In a post yesterday he posits a theory in which failure to raise the debt ceiling would not automatically and inevitably cause default on debt and result in a world wide economic Armageddon, supposing that when the ceiling is reached, “Treasury manages to engage in ‘prioritization’ -- paying interest on bonds, so that all the burden falls on other kinds of spending.”

He then says that doing so would require balancing the budget, an act that would be fully as disastrous as defaulting on the national debt, leading to “a Great Recession-sized event.” Well, it was fun while it lasted, but we all knew the dean of the Princeton Ivory Tower would never go along with a cessation of borrowing, and of course he has charts.

He points out that the “cash-flow deficit is a bit more than 4 percent of GDP,” because nothing ever matters except in the degree to which it is a percentage of GDP. I’m surprised he doesn’t relate greenhouse gasses to GDP. “Carbon dioxide is dangerously close to 4% of GDP, so we need to run our cars on gold dust.”

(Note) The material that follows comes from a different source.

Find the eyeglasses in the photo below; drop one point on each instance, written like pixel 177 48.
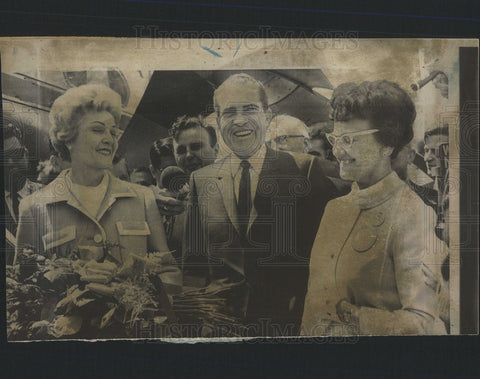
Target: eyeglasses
pixel 348 139
pixel 284 139
pixel 18 153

There is the rather scary fact, as he points out, that the government’s deficit spending is 4% of a GDP which is growing at only 2% per year. So there is a certain amount of national self delusion in this “economic recovery” we are in, because if you take away that 4% which is simply the expenditure of borrowed money, then our economy actually has a negative 2% growth rate. That most certainly is not recovery.

1 comment:

  1. I just want to know what is the heck is wrong with having a balanced budget? An economist saying a balanced budget is bad? WTF? okay,maybe deficit spending in necessary in times of economic shutdown or national emergency, but certainly not all the F*ing time.